Why Benghazi Matters
Former Secretary of State Hillary Clinton (who likely has designs on running for the Presidency in 2016) famously retorted, “What does it matter now?” during Congressional hearings to attempt to determine what happened on the evening of September 11, 2012, in Benghazi, Libya, at the American Consulate when four Americans were killed. Was it a protest? Was it an attack? Was it a video? No matter what caused the deaths of those Americans (it’s clear to me it was an attack, not a protest, and certainly nothing related to a hideous never until then heard of amateurish YouTube video–I’m basing that analysis of the video on reports of others; I didn’t and won’t watch it), make no mistake about it, our government left those Americans to die when they had the means available to attempt a rescue or to quell the attack. I’m familiar with our assets in that area of the world — while my familiarity is not current, I can surmise that we had the ability to respond in a manner that could have ensured a more positive outcome to the events. The “go” order for that response would have to have come from the President. Our assets would have been gearing up to help nearly immediately. The President would have been the one to authorize any launches or the one to tell them to stand down.
Why it is important that they were told to stand down? That was a change from how we operate. Our military are assured they will never be left behind. True, there are some operational activities that take place in an environment where the people carrying out the operation know if they run into trouble, nobody is coming to get them out. In those cases, they don’t even call for help. If Benghazi was one of those cases (perhaps gun running to Syria — compare to Iran Contra in the 1980s), operational security was compromised in a big way, and the Obama Administration compounded the errors in a large and publicly bad way. Assuming Benghazi wasn’t a Black Ops thing gone horribly wrong (I have no personal knowledge about these type of operations, so that would be speculation on my part), what the Obama Administration did was renege on decades of policy that allowed our military and foreign service people to do their jobs with the assurances that if they got into a bad place in the bad places they were asked to go on behalf of service to our country that they would not be abandoned.
What does it matter now? It now means our military and foreign service personnel now know our government will not be there to have their backs in a bad situation (I believe one person testified exactly that during the hearings last week). They have to wonder if this time they will be left hung out to dry. Their families will be fed some useless line of bull and be told that some citizen’s rights will be violated (arresting the man that made that reprehensible video–the mere threat of doing so violates First Amendment rights and shows a willingness to completely ignore Constitutional rights). So, they trumped up probation violations and that’s what they’re using to keep the man who made the dumb video in jail? Maybe the violations were real. Maybe they weren’t. I’m left to doubt the authenticity of the charges as this point.

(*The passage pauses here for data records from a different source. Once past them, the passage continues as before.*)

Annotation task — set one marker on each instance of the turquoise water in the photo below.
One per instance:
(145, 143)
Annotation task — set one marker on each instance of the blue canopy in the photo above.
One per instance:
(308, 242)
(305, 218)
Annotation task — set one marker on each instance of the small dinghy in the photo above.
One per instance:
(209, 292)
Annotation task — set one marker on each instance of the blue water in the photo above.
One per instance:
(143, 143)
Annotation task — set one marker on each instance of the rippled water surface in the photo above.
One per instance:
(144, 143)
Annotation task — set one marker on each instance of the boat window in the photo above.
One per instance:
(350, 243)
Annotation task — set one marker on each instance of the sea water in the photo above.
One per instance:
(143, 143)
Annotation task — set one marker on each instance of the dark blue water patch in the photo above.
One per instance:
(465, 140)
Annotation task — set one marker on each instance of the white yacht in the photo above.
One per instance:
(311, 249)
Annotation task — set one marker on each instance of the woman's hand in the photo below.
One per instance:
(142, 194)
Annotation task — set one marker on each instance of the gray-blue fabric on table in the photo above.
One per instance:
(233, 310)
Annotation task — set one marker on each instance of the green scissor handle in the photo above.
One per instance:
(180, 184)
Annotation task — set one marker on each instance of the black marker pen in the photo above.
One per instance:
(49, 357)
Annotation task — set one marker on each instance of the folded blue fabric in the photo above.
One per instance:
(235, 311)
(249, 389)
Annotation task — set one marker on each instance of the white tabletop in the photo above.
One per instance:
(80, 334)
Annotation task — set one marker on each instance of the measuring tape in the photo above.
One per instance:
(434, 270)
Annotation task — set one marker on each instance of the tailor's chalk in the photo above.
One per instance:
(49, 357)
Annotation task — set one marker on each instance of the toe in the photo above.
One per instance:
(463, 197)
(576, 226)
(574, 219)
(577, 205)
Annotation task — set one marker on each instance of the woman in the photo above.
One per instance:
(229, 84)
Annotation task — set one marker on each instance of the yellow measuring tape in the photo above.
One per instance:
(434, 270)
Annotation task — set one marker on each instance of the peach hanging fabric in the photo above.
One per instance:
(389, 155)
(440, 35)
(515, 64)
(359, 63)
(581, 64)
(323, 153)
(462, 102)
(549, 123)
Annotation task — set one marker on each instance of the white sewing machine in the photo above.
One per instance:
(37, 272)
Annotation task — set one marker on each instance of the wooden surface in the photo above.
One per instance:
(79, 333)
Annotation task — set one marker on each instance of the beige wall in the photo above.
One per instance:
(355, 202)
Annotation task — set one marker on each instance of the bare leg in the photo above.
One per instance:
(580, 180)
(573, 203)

What does it matter now? We assure mothers, fathers, wives, and husbands that when they encourage their loved one in their choice to serve our nation that our nation will not abandon them when she asks them to perform dangerous duty on her behalf. The Obama Administration violated that trust on September 11, 2012, when President Obama (and I’m sure he issued the order — or people who didn’t get the order after prepping had to tell people they couldn’t go) told response forces to stand down before he went to bed and got a good night’s sleep before jetting off to Vegas for fund raising the next morning. No one who has a loved one in the military can believe the recruiter when told their loved one will not be left behind. We can’t believe our trainers and our superior officers when they assure us that no man (or woman) will be left behind. Not any more. Definitely not as long as President Obama remains our president. He’s proven time and again the that military is only a photo op (as he so crudely stated early in his first term on a stop in South Korea). He doesn’t value veterans of our military, nor does he value active duty personnel under his command. He wants to cut their benefits and increase their out of pocket costs for their health care and other benefits that have been promised to them through the years. There’s a movement afoot to have veteran’s benefits only for those who actually served in battle and were decorated. In their minds, anyone who “merely” served didn’t sacrifice anything for this nation. They aren’t worthy of the costly benefits they were promised when they signed up to serve where they were needed when the government decided they needed them. They signed up with every expectation that they might not return home (even though they had every hope that they would do so). Maybe those promised benefits were part of the reasons they signed up. But accepting those benefits came at the cost of maybe not being able to partake of them. The only guarantee was that if they lived to complete their obligation, the nation would be grateful for their service. It’s not longer clear that is the case.
Any one who serves now, knows the Administration will not be likely to be there for them. They just might be left behind. For years. For dead. Who knows.
What does it matter now? Indeed. For anyone who thinks this discussion on Benghazi is old news or less important than health care or the budget, I can only say you must never have served in the military or foreign service or loved anyone who did, because the difference is whether we’re going to accept that our leadership left people sworn to serve our nation to die with no attempt to help them when that help was available. That, in the words of Vice President Biden about something else is a “Big F—–ing deal.”